Der Sultan, dem die Rückeroberung Jerusalems teuer zu stehen kam, möchte die restlichen noch im Land verbliebenen Christen endgültig vertreiben, benötigt dazu aber Geld, das er sich auf Anraten seiner Ratgeber von dem jüdischen Kaufmann leihen soll. Natürlich ist eine solche Vorgehensweise unter Würde eines so mächtigen Sultans und Moslems. Also zitiert er Nathan in seinen Palast und stellt ihm eine Falle in Form einer Fangfrage: Der weise Nathan solle ihm doch sagen, welcher Glaube denn der rechte sei, der muslimische, der christliche oder der jüdische?

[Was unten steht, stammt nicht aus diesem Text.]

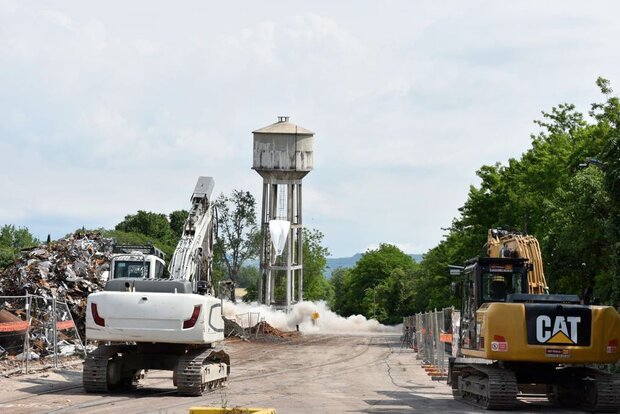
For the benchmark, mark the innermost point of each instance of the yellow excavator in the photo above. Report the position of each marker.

Wird Nathan sich aus der Schlinge ziehen können? Werden er bzw. seine Tochter und der Tempelritter zueinander finden?

 

Von Kapitel zu Kapitel wird der Spannungsbogen gesteigert, nicht zuletzt dadurch, dass in jedem Kapital die Erzählperson wechselt und den Fortgang der Handlung aus jeweils ihrer Sicht weitererzählt. Darüber hinaus geht von diesem Buch sehr viel Friede aus: Trotz des Leids, das der Kreuzzug für jeden einzelnen mit sich gebracht hat, haben sie sich alle mehr oder minder in ihr Schicksal gefügt, so dass selbst das Ende beträchtlich an Tragik verliert. Bemerkenswert ist auch, dass keiner der drei Glaubensvertreter besser oder bedrohlicher als der andere dargestellt wird, sondern alle drei gleichermaßen sympathische wie auch mit Fehlern behaftete Züge aufweisen.

Ein absolut lesenswertes Buch! Und wie könnte man sich sonst noch auf unterhaltsamere Weise ein wenig Bildung aneignen?